Baidu Apollo Go Wuhan Tianhe International Airport
This is now mostly a scaling problem rather than a driving technology problem. It is one thing knowing that this disruption is coming – as I discussed in a PhocusWire article in 2018 when I first flagged this as a red alert for the sector - but knowing what to do about it is a different question.
Subscribe to our newsletter below
Now, here in 2023, what are the considerations that need to be taken into account to take advantage of this new driving capability, or defend existing business lines? What could incumbent airport transfer operators do?
- Buying autonomous robotaxi vehicles isn't an option, as they won't have the economies of scale of the larger robotaxi platforms.
- Competing on "vehicle as the experience" rather than "vehicle as the mobility" - e.g., more personalized, more specialized - is a possibility, but this naturally implies lower scale than today.
Even if competing on "vehicle as the experience," it is inevitable that airport transfers will be a highly competitive, commoditized market dominated by autonomous vehicles (in markets where they are present). Likely, the only viable long-term play is to develop their own autonomous vehicle, addressing a specialized subset of the market that can't be addressed by the robotaxi platforms. This is multi-year, high budget work, and the incumbents may have left it too late to get started in early robotaxi markets such as the U.S. or China.

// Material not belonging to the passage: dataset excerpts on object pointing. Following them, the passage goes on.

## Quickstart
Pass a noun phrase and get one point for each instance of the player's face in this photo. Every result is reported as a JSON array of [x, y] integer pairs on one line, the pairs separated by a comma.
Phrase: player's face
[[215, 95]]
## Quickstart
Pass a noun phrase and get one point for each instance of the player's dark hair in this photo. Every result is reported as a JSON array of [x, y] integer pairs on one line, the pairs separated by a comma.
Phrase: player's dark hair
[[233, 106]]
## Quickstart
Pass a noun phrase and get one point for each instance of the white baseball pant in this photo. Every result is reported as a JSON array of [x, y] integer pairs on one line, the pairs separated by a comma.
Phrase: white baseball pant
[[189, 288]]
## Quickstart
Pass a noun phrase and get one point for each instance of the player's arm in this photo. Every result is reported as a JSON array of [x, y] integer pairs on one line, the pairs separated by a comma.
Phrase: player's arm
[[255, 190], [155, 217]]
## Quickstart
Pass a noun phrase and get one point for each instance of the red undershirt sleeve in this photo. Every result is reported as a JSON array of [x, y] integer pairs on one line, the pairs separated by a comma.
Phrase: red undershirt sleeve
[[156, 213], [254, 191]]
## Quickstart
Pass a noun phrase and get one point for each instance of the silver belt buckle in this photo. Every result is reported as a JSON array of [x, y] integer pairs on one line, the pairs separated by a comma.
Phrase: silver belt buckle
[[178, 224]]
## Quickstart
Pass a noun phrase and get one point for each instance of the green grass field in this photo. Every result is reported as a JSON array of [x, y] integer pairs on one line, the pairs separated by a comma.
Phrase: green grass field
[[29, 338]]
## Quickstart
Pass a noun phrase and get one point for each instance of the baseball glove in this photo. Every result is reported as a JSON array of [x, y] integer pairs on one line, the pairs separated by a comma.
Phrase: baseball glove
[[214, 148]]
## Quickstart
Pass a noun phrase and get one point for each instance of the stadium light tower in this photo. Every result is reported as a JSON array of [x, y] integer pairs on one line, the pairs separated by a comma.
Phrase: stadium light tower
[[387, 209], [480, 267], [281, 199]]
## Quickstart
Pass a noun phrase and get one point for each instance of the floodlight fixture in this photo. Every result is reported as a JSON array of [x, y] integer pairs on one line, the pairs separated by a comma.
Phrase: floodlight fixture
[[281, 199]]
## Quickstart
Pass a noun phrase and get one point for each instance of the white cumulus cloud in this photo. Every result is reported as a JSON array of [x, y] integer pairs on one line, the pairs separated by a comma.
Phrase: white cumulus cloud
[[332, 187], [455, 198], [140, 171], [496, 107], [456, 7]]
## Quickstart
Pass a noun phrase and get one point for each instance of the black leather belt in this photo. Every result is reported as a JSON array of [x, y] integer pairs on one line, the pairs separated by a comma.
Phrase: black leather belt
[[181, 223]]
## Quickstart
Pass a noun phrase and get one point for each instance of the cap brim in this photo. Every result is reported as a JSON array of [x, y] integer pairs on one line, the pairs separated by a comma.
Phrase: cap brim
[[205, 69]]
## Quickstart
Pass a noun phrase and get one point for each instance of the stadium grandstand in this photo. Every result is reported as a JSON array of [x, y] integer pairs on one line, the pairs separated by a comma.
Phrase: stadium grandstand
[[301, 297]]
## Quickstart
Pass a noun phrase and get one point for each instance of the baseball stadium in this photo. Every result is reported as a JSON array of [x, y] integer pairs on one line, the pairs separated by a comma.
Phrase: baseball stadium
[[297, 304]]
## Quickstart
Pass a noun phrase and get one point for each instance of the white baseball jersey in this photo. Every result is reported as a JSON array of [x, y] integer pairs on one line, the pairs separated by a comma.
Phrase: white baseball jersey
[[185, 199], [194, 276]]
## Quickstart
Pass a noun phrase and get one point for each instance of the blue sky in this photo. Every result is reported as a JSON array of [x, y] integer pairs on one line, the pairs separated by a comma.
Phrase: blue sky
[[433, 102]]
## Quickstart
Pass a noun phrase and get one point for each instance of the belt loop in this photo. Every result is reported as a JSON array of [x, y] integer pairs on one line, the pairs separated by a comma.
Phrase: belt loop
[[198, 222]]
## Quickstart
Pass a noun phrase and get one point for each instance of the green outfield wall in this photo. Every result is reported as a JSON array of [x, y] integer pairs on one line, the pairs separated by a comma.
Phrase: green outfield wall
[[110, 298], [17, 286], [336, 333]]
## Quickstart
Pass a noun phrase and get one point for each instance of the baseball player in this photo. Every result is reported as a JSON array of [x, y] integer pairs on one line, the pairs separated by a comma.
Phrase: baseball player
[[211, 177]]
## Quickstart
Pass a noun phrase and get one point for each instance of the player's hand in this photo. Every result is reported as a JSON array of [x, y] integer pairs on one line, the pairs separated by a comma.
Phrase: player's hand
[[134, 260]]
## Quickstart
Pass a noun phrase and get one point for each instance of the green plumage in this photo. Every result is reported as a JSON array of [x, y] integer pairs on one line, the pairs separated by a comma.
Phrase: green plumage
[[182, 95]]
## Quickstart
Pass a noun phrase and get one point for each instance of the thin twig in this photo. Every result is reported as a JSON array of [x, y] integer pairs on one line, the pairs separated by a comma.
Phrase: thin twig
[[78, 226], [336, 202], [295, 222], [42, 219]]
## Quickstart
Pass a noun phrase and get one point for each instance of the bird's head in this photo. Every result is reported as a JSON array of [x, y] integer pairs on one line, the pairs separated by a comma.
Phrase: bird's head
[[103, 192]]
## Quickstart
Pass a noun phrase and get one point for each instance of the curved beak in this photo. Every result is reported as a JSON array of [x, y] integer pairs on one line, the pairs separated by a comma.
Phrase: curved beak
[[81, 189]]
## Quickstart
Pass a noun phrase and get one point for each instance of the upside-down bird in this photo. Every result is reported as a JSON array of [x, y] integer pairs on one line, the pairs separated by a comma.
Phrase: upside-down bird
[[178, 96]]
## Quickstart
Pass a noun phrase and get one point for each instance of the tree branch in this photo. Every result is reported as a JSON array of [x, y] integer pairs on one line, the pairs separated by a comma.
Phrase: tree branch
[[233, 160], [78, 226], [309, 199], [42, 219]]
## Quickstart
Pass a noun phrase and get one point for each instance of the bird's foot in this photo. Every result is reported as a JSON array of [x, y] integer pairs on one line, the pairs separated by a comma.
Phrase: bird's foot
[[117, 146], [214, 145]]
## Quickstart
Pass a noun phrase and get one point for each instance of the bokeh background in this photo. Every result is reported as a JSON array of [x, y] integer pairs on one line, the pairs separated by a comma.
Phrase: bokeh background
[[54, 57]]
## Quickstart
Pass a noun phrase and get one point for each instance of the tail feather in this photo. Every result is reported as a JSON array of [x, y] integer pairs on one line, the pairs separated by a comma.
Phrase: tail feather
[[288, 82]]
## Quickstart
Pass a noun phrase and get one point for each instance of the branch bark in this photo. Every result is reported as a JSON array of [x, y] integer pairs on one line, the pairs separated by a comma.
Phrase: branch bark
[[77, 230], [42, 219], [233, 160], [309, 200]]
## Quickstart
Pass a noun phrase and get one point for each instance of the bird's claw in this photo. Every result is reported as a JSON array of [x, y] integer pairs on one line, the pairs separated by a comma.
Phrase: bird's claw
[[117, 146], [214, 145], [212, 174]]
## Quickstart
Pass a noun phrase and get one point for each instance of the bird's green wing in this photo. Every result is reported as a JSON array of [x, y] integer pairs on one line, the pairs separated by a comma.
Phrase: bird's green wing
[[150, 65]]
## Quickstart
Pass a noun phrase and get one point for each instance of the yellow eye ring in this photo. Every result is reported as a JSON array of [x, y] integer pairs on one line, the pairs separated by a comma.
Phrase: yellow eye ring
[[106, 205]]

What should OTAs be considering?
- Will the robotaxi-enabled airport transfer product be more like Uber/Lyft where the ride-hailing platforms want to control the retail experience as they want to combine retail digital UX with delivery UX, all in one app? Or will the airport transfer product be more like airport transfers today - commodity product that can be distributed and booked in many places?
- Will Waymo give OTA retailers commissionable distribution? What about non-commissionable distribution as a compromise?
- If this leads to consumers booking journeys by going from Google to an OTA retailer and then back to Google, that doesn't seem a workable flow, at least in the long term. What can OTAs bring to the table that makes Google say, "Yes, your OTA can distribute our airport transfers"?
GetYourGuide says 1 in 5 of its local experiences include a hotel pickup (to take you to your tour or attraction), so there are strategic considerations for leisure travel, beyond the business travel-dominated airport transfer sector.
What about super apps?
Super app players have a problem as the companies scaling the robotaxi services are themselves major digital players. Will these digital companies like Amazon, Baidu, Google, Microsoft, etc. want to facilitate the growth of mobility and travel super apps beyond their own in-house digital super app strategies?
The impending showdown between Web 2.0's digital retail giants and the next-generation AI platforms operating real-world services is set to be the clash of the era.